Un grand Peter May, lu avec énormément de plaisir. Si vous voulez en savoir plus sur ce palpitant roman noir paru chez Rouergue que je remercie, rendez-vous chez votre libraire préféré.

C'est un coup de ♥♥♥♥♥


Les jolies phrases

Ce sont des gens si bizarres. Ils ne peuvent même pas se décider à parler le français ou le flamand.

Vous savez, il n'y a pas moyen d'échapper aux choses qu'on regrette. Elles restent là, elles vous façonnent, même sans qu'on le sache. Et puis quelque chose ou quelqu'un fait tout remonter à la surface, et tout paraît encore pire après ces années d'enfouissement.

La situation avait un côté irréel. Comme un rêve. Ou, plus exactement, un cauchemar. Une suite d'événements qu'il avait traversés sans avoir l'impression d'y participer.

Les gens ne sont pas toujours ce qu'ils paraissent être.

Ce qu'un homme fait avec ses mains est souvent le reflet de ce qui se passe dans sa tête.

Les pensées dérivaient dans son esprit comme des écharpes de brume. Dès qu'elle voulait s'en saisir, elles disparaissaient, et elle abandonnait.

Ce sont trop souvent ceux qui ont le plus besoin d'amour qui sont les plus difficiles à aimer.

En vérité, Janssen, l'on ne peut exister sans l'autre. Dans nuit, il n'y a pas de jour. Sans haine, il n'y a pas d'amour. Sans compassion, il n'y a pas d'égoïsme.

Parfois librement, parfois sous la contrainte. Un bon journaliste n'est pas seulement doué avec les mots, il sait obtenir des informations, il sait chercher. Sait où fureter, à qui demander.
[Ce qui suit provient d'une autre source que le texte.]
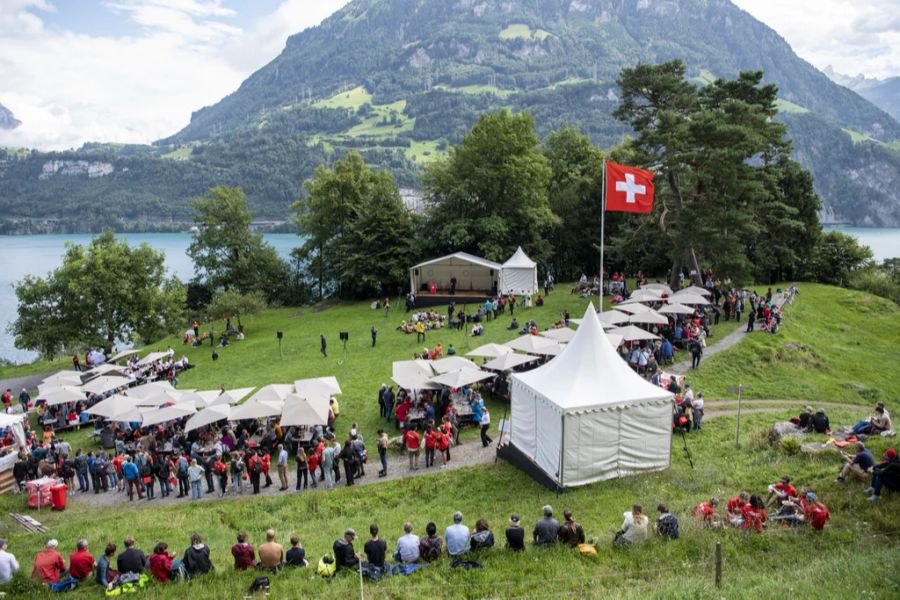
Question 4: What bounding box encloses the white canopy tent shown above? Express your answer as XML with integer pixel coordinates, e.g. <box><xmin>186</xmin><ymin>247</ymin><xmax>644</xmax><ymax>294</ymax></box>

<box><xmin>504</xmin><ymin>304</ymin><xmax>673</xmax><ymax>490</ymax></box>
<box><xmin>500</xmin><ymin>246</ymin><xmax>538</xmax><ymax>295</ymax></box>
<box><xmin>409</xmin><ymin>252</ymin><xmax>501</xmax><ymax>294</ymax></box>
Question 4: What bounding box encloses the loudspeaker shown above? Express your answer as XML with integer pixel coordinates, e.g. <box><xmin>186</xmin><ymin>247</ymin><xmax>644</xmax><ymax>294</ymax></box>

<box><xmin>339</xmin><ymin>331</ymin><xmax>349</xmax><ymax>341</ymax></box>
<box><xmin>276</xmin><ymin>330</ymin><xmax>283</xmax><ymax>340</ymax></box>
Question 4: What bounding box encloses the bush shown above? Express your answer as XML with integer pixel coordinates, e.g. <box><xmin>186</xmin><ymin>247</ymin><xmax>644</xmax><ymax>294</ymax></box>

<box><xmin>849</xmin><ymin>269</ymin><xmax>900</xmax><ymax>305</ymax></box>
<box><xmin>206</xmin><ymin>290</ymin><xmax>268</xmax><ymax>321</ymax></box>
<box><xmin>781</xmin><ymin>436</ymin><xmax>801</xmax><ymax>456</ymax></box>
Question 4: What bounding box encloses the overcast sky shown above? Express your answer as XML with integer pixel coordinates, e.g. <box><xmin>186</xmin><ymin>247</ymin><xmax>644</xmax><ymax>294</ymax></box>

<box><xmin>0</xmin><ymin>0</ymin><xmax>897</xmax><ymax>150</ymax></box>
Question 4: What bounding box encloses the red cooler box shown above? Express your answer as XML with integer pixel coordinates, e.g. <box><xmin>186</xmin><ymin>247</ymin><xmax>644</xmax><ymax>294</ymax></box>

<box><xmin>50</xmin><ymin>483</ymin><xmax>68</xmax><ymax>511</ymax></box>
<box><xmin>26</xmin><ymin>478</ymin><xmax>54</xmax><ymax>508</ymax></box>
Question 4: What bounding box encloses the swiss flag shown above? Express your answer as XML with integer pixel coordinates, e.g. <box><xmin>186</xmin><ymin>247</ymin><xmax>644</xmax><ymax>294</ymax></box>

<box><xmin>605</xmin><ymin>161</ymin><xmax>655</xmax><ymax>213</ymax></box>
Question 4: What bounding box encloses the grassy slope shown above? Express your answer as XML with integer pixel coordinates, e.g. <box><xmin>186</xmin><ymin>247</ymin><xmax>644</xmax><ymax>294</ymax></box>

<box><xmin>2</xmin><ymin>284</ymin><xmax>899</xmax><ymax>597</ymax></box>
<box><xmin>690</xmin><ymin>283</ymin><xmax>900</xmax><ymax>403</ymax></box>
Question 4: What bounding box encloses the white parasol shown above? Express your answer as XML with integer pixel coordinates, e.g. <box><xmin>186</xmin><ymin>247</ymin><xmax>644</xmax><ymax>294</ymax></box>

<box><xmin>466</xmin><ymin>343</ymin><xmax>513</xmax><ymax>358</ymax></box>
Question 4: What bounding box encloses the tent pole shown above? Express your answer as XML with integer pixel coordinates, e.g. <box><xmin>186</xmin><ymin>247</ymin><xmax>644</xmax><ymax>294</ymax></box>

<box><xmin>599</xmin><ymin>160</ymin><xmax>606</xmax><ymax>315</ymax></box>
<box><xmin>558</xmin><ymin>411</ymin><xmax>565</xmax><ymax>492</ymax></box>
Ce n'est pas non plus très juste, hein ? On peut s'avancer dans la vie en s'attendant qu'elle soit juste. Dieu, s'il existe, devait avoir la tête ailleurs le jour où il nous a mis sur cette planète, ou alors il joue à des échecs célestes dont nous sommes les pions qu'on peut facilement sacrifier sur le grand échiquier de l'univers, qu'on trouve ça juste ou pas. On peut parler de bien et de mal, même si c'est différent pour chacun de nous... Mais rien n'est juste.
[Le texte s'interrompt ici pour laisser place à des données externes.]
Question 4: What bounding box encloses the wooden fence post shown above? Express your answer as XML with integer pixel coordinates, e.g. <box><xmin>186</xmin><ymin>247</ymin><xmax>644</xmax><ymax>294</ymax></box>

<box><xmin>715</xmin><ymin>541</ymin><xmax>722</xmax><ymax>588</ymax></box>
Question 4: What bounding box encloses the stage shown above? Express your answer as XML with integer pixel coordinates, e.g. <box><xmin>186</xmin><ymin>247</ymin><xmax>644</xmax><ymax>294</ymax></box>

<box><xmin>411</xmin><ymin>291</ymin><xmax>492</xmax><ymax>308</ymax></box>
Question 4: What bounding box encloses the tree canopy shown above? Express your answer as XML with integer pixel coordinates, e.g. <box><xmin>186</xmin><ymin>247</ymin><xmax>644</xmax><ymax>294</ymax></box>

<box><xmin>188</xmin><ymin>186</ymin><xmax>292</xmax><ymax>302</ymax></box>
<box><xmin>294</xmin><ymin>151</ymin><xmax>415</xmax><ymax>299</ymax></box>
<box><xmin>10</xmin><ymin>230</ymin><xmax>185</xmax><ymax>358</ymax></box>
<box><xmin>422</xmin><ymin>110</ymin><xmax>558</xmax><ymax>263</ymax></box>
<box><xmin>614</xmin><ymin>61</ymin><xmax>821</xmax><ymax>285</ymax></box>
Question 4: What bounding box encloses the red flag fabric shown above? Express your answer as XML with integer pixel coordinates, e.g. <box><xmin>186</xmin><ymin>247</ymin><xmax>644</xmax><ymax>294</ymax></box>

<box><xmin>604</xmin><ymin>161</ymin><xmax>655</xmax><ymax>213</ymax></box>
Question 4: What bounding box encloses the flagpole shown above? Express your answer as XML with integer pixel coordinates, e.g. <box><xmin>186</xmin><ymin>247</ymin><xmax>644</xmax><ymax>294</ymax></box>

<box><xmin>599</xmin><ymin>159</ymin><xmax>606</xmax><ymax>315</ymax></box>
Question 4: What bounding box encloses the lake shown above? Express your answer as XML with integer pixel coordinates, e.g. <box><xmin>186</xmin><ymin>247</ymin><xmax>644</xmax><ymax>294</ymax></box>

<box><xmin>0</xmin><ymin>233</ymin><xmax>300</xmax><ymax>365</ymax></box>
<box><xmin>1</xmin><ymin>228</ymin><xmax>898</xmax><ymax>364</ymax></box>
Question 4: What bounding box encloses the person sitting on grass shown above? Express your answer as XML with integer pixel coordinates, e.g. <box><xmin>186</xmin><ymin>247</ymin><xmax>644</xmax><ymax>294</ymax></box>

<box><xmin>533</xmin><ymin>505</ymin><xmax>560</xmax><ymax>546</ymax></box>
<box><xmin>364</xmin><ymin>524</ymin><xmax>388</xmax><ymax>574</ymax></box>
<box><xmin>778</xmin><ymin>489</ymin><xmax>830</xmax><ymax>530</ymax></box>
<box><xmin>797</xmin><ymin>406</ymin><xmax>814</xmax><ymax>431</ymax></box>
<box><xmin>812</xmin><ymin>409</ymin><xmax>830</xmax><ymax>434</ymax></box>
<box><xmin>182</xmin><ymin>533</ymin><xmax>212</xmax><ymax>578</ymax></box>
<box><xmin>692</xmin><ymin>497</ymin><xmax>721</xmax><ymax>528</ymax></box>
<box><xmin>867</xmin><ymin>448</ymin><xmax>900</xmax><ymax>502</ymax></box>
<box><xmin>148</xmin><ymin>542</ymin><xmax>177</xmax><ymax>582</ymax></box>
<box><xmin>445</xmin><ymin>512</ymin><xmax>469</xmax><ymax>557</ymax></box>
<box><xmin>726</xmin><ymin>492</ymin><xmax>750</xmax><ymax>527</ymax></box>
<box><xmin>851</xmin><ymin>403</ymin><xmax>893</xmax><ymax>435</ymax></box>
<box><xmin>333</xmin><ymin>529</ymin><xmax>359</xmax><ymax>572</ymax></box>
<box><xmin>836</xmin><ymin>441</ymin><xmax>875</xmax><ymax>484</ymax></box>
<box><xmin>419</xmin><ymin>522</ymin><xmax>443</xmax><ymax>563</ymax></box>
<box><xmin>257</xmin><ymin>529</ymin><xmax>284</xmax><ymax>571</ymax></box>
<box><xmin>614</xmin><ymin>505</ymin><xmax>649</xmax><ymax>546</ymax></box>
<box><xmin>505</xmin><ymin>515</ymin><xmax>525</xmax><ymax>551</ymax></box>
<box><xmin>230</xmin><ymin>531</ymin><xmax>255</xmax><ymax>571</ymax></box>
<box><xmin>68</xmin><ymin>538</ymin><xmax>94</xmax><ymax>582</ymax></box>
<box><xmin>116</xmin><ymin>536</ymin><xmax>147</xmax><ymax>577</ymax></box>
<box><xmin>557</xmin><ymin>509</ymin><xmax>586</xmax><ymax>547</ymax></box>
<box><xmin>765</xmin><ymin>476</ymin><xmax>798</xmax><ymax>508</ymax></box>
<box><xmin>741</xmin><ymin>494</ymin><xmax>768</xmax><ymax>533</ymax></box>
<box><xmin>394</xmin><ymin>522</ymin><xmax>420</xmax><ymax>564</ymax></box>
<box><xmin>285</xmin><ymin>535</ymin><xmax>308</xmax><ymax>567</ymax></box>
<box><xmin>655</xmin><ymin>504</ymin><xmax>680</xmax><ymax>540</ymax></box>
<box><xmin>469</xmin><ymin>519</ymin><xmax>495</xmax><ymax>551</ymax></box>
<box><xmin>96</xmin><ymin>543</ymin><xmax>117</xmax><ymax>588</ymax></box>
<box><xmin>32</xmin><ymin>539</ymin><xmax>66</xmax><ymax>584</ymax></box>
Le pire, c'était de ne pas savoir ce qui était le mieux pour elle. Quand il s'agit de soi, on s'en fiche. On se maltraite. On fait tout de travers. On boit, on ignore les ordres du médecin. Mais quand il s'agit de quelqu'un d'autre, on se sent investi d'une responsabilité.

La perfection ne s'atteint qu'une fois. Jamais la deuxième fois. Ni la troisième. On passe le restant de sa vie à essayer de rattraper une illusion perdue.
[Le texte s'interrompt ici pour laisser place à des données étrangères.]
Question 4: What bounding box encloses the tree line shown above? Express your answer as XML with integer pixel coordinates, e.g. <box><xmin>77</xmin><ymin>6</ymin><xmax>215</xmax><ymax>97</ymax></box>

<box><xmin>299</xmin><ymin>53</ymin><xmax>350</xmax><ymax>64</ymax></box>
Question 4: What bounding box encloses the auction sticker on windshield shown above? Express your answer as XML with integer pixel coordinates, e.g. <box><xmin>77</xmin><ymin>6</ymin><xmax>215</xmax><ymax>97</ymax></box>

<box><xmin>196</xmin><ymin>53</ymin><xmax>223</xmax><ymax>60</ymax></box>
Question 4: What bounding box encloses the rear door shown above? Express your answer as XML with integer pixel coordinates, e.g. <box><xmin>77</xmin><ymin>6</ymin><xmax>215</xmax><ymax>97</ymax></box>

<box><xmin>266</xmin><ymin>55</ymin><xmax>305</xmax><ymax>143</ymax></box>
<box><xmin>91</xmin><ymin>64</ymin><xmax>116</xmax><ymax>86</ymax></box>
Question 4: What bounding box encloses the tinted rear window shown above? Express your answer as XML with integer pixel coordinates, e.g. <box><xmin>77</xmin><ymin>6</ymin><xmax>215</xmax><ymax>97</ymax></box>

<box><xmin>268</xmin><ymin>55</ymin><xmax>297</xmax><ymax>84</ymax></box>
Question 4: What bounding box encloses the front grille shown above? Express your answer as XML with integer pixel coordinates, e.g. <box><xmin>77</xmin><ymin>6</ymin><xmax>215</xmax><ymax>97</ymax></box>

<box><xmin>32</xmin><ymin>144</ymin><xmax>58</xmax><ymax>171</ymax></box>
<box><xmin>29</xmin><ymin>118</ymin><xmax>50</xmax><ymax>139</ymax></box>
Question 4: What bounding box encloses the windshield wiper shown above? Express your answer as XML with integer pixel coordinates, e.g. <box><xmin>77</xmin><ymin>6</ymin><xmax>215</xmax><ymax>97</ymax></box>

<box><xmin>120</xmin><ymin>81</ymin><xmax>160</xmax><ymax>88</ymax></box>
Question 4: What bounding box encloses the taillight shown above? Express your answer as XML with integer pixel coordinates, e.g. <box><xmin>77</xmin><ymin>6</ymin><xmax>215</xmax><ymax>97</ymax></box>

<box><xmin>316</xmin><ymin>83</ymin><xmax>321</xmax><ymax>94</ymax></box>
Même ceux que nous aimons, ou pensons aimer, ne sont pas aussi importants à nos yeux que nous-mêmes. Voilà la véritable condition humaine. C'est ce que nous ressentons tous, mais nous avons honte d'admettre. Pourquoi, je n'en sais rien. Car l'égoïsme est l'essence de l'existence. (...)
Pouvez-vous me dire, par exemple, ce qui détermine notre vote dans une élection ? Nous votons évidemment pour le parti que nous jugeons le plus apte à nous procurer des avantages. Pourquoi pleurons-nous quand un être aimé disparaît ? Parce que nous avons subi une perte. Toutes les motivations sont égoïstes, même les motivations religieuses lorsqu'on promet la vie éternelle au ciel en récompense d'une vie pieuse sur la terre.